Michael Veitch, Scotland Policy Officer at Christian Action Research and Education (CARE), said:

"The evidence of assisted suicide's dangers is significant and has not changed since past debates in the Scottish Parliament. In fact, it has grown significantly given events in jurisdictions such as Canada. If this practice becomes an option for patients in Scotland, the 'right to die' could become a 'duty to die' for those who feel they are a burden.

"Terminal prognoses are fraught. Coercion of patients is impossible to rule out, as is expansion of legislation. Expert doctors warn that end-of-life care would be severely impacted. And disabled people warn that 'assisted dying' sends a regressive message about their quality of life. We urge MSPs in all parties to reject this bill at the earliest possible stage."

Chris Ringland, Public Policy Officer, of the Evangelical Alliance Scotland said:

"We are deeply concerned about the implications of this Bill and the message it sends about how we value our family and friends who are at the end of their life. Rather than providing autonomy and freedom, this proposed law would fundamentally change our NHS and palliative care, creating disturbing anxiety for terminally ill patients about "being a burden" by continuing to live.

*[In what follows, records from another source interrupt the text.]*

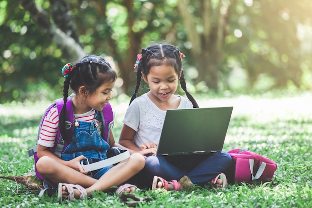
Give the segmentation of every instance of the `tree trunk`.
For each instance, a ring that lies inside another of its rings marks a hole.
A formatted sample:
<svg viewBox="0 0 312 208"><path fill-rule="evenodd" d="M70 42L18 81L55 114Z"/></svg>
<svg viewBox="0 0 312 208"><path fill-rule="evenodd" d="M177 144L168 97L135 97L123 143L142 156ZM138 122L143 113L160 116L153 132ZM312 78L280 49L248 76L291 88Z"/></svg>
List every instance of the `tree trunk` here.
<svg viewBox="0 0 312 208"><path fill-rule="evenodd" d="M204 81L209 88L217 91L219 80L217 66L221 57L229 5L226 5L226 3L220 0L218 6L213 10L210 0L201 0L198 3L199 9L196 14L196 16L199 16L197 19L201 20L199 24L198 20L195 20L195 13L188 11L188 1L180 0L178 9L185 25L188 39L192 44L191 50L198 72L196 82ZM222 12L221 12L221 6ZM224 11L224 8L227 10ZM196 24L202 27L202 31L197 31Z"/></svg>

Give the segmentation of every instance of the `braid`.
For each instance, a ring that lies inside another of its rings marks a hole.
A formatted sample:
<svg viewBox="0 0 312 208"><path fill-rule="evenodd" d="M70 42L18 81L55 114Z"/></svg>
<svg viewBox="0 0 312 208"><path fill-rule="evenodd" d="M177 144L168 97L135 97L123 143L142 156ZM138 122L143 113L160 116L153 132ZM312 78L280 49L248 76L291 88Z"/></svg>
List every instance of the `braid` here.
<svg viewBox="0 0 312 208"><path fill-rule="evenodd" d="M133 100L137 98L137 94L138 93L138 91L139 90L139 88L140 88L140 85L141 82L141 78L142 77L142 70L141 67L138 67L138 70L137 71L137 85L136 85L136 89L135 89L135 93L131 97L131 99L130 100L130 103L129 103L129 105L131 104Z"/></svg>
<svg viewBox="0 0 312 208"><path fill-rule="evenodd" d="M180 77L180 84L181 85L181 88L184 90L185 94L186 95L186 97L187 98L192 102L193 104L193 107L194 108L199 108L199 106L197 104L195 99L193 97L192 95L190 94L189 92L187 91L186 90L186 84L185 83L185 80L184 79L184 75L183 70L181 72L181 77Z"/></svg>
<svg viewBox="0 0 312 208"><path fill-rule="evenodd" d="M131 97L129 105L130 105L135 99L137 98L137 94L138 94L138 91L140 88L140 85L142 79L142 72L145 75L147 75L147 73L148 73L146 71L144 71L144 69L146 70L148 67L147 65L147 60L151 57L149 55L152 54L153 52L146 48L142 49L141 54L142 57L140 61L140 63L138 65L138 69L137 70L137 84L135 89L135 92L133 95L132 95L132 97Z"/></svg>
<svg viewBox="0 0 312 208"><path fill-rule="evenodd" d="M61 135L63 139L67 142L70 142L72 138L69 138L67 132L65 129L65 120L66 118L66 114L67 109L66 109L66 102L67 102L67 97L68 97L68 90L69 89L69 83L71 79L71 74L65 79L64 81L64 88L63 89L63 96L64 97L64 105L62 108L61 112L59 115L59 123L58 126L60 129Z"/></svg>

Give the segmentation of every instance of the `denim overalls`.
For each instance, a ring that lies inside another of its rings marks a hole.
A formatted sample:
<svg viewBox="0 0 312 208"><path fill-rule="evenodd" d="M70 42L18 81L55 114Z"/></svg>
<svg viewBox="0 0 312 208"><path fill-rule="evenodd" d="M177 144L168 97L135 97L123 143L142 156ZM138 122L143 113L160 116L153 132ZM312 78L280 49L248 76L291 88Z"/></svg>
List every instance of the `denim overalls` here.
<svg viewBox="0 0 312 208"><path fill-rule="evenodd" d="M96 111L97 120L99 120L99 114L98 111ZM71 160L81 155L92 159L93 162L107 159L106 152L110 148L110 146L100 135L98 127L96 126L96 122L95 119L91 122L75 122L74 137L73 141L62 153L62 160ZM105 128L102 128L103 131L105 131ZM104 132L103 134L105 135ZM92 171L92 178L99 179L112 166L110 165Z"/></svg>

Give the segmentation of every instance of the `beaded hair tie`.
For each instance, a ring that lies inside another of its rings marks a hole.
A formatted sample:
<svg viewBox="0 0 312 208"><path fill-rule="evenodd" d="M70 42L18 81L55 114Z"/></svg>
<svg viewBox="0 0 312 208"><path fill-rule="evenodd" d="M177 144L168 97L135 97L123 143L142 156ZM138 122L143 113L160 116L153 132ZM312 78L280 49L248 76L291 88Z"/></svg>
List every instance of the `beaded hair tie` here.
<svg viewBox="0 0 312 208"><path fill-rule="evenodd" d="M140 63L141 58L142 58L142 54L138 54L137 56L138 57L138 59L136 61L136 63L135 64L135 67L134 68L134 69L139 67L139 64Z"/></svg>
<svg viewBox="0 0 312 208"><path fill-rule="evenodd" d="M184 54L183 54L183 53L182 53L181 52L179 51L179 53L180 53L180 55L181 56L181 57L183 57L185 58L185 55Z"/></svg>
<svg viewBox="0 0 312 208"><path fill-rule="evenodd" d="M62 68L62 75L64 77L67 77L68 76L68 74L70 73L70 72L73 70L72 67L73 63L67 63Z"/></svg>

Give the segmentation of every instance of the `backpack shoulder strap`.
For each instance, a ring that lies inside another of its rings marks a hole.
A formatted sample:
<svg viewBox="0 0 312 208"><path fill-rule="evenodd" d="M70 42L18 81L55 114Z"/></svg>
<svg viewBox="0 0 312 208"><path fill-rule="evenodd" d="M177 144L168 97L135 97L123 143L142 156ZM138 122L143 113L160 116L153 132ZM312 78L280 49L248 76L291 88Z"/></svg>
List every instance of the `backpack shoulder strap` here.
<svg viewBox="0 0 312 208"><path fill-rule="evenodd" d="M57 108L57 111L59 115L63 106L64 105L63 98L59 98L55 101L55 105ZM73 106L71 102L71 98L68 97L67 98L67 102L66 102L67 113L65 121L65 128L68 130L68 135L70 137L72 137L74 134L74 112L73 110ZM57 131L57 135L56 136L54 146L51 148L51 152L53 152L54 155L59 158L61 157L62 152L64 148L67 146L68 144L65 142L64 139L62 138L61 132L59 130Z"/></svg>
<svg viewBox="0 0 312 208"><path fill-rule="evenodd" d="M106 106L100 113L103 126L102 136L104 140L109 144L111 131L114 127L114 114L111 104L109 103L106 103Z"/></svg>

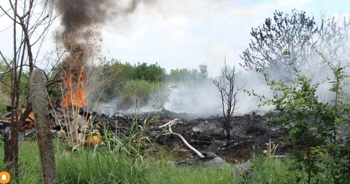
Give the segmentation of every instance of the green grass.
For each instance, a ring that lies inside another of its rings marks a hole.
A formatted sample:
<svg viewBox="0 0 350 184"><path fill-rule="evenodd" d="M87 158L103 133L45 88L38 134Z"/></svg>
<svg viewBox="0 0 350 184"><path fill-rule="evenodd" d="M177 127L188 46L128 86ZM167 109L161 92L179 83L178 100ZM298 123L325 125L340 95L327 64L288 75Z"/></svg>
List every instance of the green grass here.
<svg viewBox="0 0 350 184"><path fill-rule="evenodd" d="M225 168L178 166L163 153L153 156L127 156L120 150L103 146L67 155L66 144L54 142L60 183L63 184L288 184L295 174L288 159L253 159L254 174L249 179L235 176L233 166ZM3 150L0 149L0 158ZM35 142L25 141L19 150L20 175L11 183L40 184L41 171ZM4 165L1 163L1 167Z"/></svg>

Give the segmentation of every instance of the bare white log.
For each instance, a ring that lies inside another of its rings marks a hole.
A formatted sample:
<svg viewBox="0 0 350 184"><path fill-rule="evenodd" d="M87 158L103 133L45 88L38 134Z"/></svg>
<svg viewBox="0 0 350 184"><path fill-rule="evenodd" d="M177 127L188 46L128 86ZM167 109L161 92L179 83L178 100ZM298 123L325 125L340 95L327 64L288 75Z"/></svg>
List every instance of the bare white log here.
<svg viewBox="0 0 350 184"><path fill-rule="evenodd" d="M166 123L166 124L162 125L162 126L158 126L158 127L159 128L163 128L163 127L167 126L169 124L170 124L171 126L173 126L173 125L177 123L177 122L179 121L180 120L177 119L174 119L174 120L171 121L170 122Z"/></svg>
<svg viewBox="0 0 350 184"><path fill-rule="evenodd" d="M173 120L173 121L171 121L168 122L168 123L167 123L166 124L165 124L164 125L163 125L162 126L160 126L158 127L160 128L161 128L161 127L165 127L167 125L168 125L168 126L169 127L169 131L170 131L170 133L171 133L173 135L175 135L180 137L180 138L181 139L181 140L182 140L182 142L183 142L183 143L185 144L185 145L186 145L186 146L187 147L188 147L188 148L189 148L191 150L194 151L197 154L197 155L198 155L199 157L200 157L200 158L204 157L204 156L203 155L203 154L201 154L199 151L198 151L195 148L194 148L192 146L191 146L191 145L189 144L188 143L188 142L187 142L187 141L186 141L186 139L185 139L184 138L183 138L183 137L182 136L182 135L181 135L179 133L175 133L175 132L173 131L173 130L172 130L172 125L173 125L174 123L176 123L178 121L179 121L178 119L175 119L175 120ZM169 134L169 133L166 133L164 134Z"/></svg>

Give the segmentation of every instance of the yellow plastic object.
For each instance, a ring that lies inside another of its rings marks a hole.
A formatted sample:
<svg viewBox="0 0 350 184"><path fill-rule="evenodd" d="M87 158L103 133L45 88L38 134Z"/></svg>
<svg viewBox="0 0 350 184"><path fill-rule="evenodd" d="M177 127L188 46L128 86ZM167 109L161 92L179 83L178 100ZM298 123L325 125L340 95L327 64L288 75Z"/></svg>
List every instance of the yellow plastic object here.
<svg viewBox="0 0 350 184"><path fill-rule="evenodd" d="M91 145L100 144L102 142L102 137L101 135L90 135L86 138L86 144Z"/></svg>

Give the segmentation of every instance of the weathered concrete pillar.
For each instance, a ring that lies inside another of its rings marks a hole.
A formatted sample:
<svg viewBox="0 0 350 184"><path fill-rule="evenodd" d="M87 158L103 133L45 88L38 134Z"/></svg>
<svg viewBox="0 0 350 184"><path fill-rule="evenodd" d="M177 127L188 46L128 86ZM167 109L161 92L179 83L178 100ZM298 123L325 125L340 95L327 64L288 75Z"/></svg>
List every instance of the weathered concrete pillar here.
<svg viewBox="0 0 350 184"><path fill-rule="evenodd" d="M39 68L30 76L30 93L35 114L35 132L39 147L43 184L58 184L56 161L51 140L46 94L46 79Z"/></svg>

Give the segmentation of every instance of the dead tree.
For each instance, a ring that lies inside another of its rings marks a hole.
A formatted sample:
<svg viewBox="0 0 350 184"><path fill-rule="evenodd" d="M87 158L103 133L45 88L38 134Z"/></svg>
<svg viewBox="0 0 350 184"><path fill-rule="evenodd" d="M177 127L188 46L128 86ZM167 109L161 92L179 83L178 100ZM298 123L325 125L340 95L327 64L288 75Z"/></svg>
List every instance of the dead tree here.
<svg viewBox="0 0 350 184"><path fill-rule="evenodd" d="M0 48L0 56L6 66L0 73L0 83L9 91L12 117L9 131L5 132L3 161L7 164L8 170L14 170L14 174L17 174L18 131L31 111L28 94L20 92L29 87L28 83L23 84L24 71L28 71L30 76L35 67L35 61L48 28L58 14L53 13L54 0L7 0L7 2L0 5L0 16L12 22L9 29L4 31L12 31L13 43L12 45L3 45L12 46L13 58L6 59ZM35 50L34 46L36 46ZM9 82L6 82L3 77L6 74L11 76ZM22 107L25 107L24 111Z"/></svg>
<svg viewBox="0 0 350 184"><path fill-rule="evenodd" d="M220 92L222 114L225 119L224 128L226 133L227 145L231 144L231 120L234 111L239 107L237 106L239 100L236 96L238 91L241 89L237 88L236 85L235 68L230 68L226 63L221 69L220 76L216 78L212 78L214 84Z"/></svg>
<svg viewBox="0 0 350 184"><path fill-rule="evenodd" d="M35 131L37 137L43 184L58 184L56 162L49 123L48 105L46 95L46 79L39 68L30 76L30 98L35 115Z"/></svg>

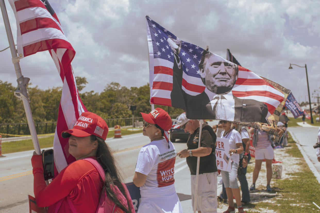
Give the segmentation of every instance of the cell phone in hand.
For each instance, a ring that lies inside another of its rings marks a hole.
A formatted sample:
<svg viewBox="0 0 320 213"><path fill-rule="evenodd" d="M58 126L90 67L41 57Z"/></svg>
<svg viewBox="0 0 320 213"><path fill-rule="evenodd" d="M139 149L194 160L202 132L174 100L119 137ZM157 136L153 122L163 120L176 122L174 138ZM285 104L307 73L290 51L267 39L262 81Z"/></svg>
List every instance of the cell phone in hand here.
<svg viewBox="0 0 320 213"><path fill-rule="evenodd" d="M44 176L46 180L54 176L53 165L53 150L51 149L42 151L42 164L43 165Z"/></svg>

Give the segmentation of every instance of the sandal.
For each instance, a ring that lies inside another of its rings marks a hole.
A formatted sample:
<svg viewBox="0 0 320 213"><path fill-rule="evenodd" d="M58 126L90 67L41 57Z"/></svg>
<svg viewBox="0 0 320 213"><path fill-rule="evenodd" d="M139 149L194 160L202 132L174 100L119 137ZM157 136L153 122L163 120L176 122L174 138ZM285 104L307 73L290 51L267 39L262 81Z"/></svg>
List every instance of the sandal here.
<svg viewBox="0 0 320 213"><path fill-rule="evenodd" d="M238 208L238 210L239 210L239 209L241 209L242 210L243 210L243 207L239 207ZM238 212L238 213L246 213L246 212L245 211L244 211L242 212Z"/></svg>
<svg viewBox="0 0 320 213"><path fill-rule="evenodd" d="M229 210L229 209L231 209L231 211ZM228 210L225 211L224 211L223 213L235 213L235 207L231 207L230 206L228 208Z"/></svg>

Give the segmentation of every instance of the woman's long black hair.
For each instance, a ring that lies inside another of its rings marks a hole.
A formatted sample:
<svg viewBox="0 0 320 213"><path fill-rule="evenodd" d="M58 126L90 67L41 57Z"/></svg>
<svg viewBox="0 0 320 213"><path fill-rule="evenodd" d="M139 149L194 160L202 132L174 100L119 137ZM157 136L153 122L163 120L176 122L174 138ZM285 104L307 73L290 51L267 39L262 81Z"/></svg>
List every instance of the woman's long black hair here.
<svg viewBox="0 0 320 213"><path fill-rule="evenodd" d="M106 179L104 181L104 188L106 189L107 194L109 198L114 202L126 213L131 213L132 211L129 204L132 202L130 198L126 196L124 189L121 184L120 176L116 166L114 159L109 147L102 139L92 135L90 139L92 141L97 140L98 142L98 148L97 150L97 160L102 166L104 170ZM110 185L116 186L122 194L127 199L128 203L127 208L119 201L115 194ZM101 192L102 190L101 190Z"/></svg>

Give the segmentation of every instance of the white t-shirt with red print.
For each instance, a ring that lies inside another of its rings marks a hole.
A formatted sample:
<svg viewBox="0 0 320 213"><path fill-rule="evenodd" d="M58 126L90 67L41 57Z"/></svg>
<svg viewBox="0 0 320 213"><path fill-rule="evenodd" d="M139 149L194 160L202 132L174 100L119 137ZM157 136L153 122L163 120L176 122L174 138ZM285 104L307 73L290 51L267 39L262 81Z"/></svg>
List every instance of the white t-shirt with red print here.
<svg viewBox="0 0 320 213"><path fill-rule="evenodd" d="M172 143L170 148L165 139L154 141L143 147L139 152L135 171L147 175L144 184L140 187L141 196L155 188L174 187L173 175L177 152ZM162 189L159 191L163 192Z"/></svg>

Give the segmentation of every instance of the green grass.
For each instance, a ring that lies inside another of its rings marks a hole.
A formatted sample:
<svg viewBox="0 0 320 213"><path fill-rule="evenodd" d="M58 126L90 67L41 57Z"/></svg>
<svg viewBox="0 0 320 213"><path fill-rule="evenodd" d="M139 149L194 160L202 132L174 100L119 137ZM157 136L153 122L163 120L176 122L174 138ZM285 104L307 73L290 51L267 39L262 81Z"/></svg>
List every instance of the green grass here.
<svg viewBox="0 0 320 213"><path fill-rule="evenodd" d="M127 130L129 129L129 130ZM141 133L142 132L141 129L140 130L132 132L130 131L130 128L126 129L121 129L121 135L126 135L131 134ZM114 131L110 131L108 133L107 138L113 138L115 136ZM51 147L53 146L53 136L50 136L46 138L42 138L38 139L40 148L43 149L48 147ZM27 150L34 149L33 144L31 139L22 140L16 141L11 141L5 142L2 144L2 154L5 154L12 152L21 152Z"/></svg>
<svg viewBox="0 0 320 213"><path fill-rule="evenodd" d="M319 204L320 184L291 137L288 139L288 145L290 148L285 148L285 151L292 157L298 158L295 160L296 160L296 164L300 166L300 171L292 171L292 173L287 174L291 176L290 179L272 179L272 192L268 195L261 195L261 201L246 206L249 209L246 209L247 212L256 212L255 209L259 209L260 212L261 212L261 209L268 209L286 213L320 211L312 203L314 202ZM254 166L254 164L248 167L247 172L252 172ZM266 200L268 202L263 202Z"/></svg>
<svg viewBox="0 0 320 213"><path fill-rule="evenodd" d="M320 122L316 122L316 118L319 118L319 115L316 115L313 114L312 118L313 118L314 123L313 124L311 124L310 123L311 122L311 119L307 119L306 118L305 120L305 122L314 126L320 126ZM288 126L289 127L299 126L300 126L297 124L297 122L302 122L302 118L301 117L297 118L289 118L289 119L290 119L290 120L288 122Z"/></svg>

"Our membership believes everyone is created equal in the image of God - and therefore terminally ill patients shouldn't have to think twice about whether their life is worth continuing."


CNK emphasises the following points:

  • Any change in the law to allow assisted suicide would place pressure on vulnerable people to end their lives for fear of being a financial, emotional or care burden upon others. This would especially affect people who are disabled, elderly, sick or depressed.
  • The pressure people will feel to end their lives if assisted suicide or euthanasia is legalised will be greatly accentuated at this time of economic flux with families and health budgets under pressure.
  • Elder abuse and neglect by families, carers and institutions is real and dangerous and this is why strong laws are necessary.
  • If assisted suicide or euthanasia is legalised any 'safeguards' against abuse, such as limiting it to certain categories of people, are unlikely to work. Instead, once any so-called 'right-to-die' is established we will see incremental extension with pressure being applied to expand the categories of people who qualify for it.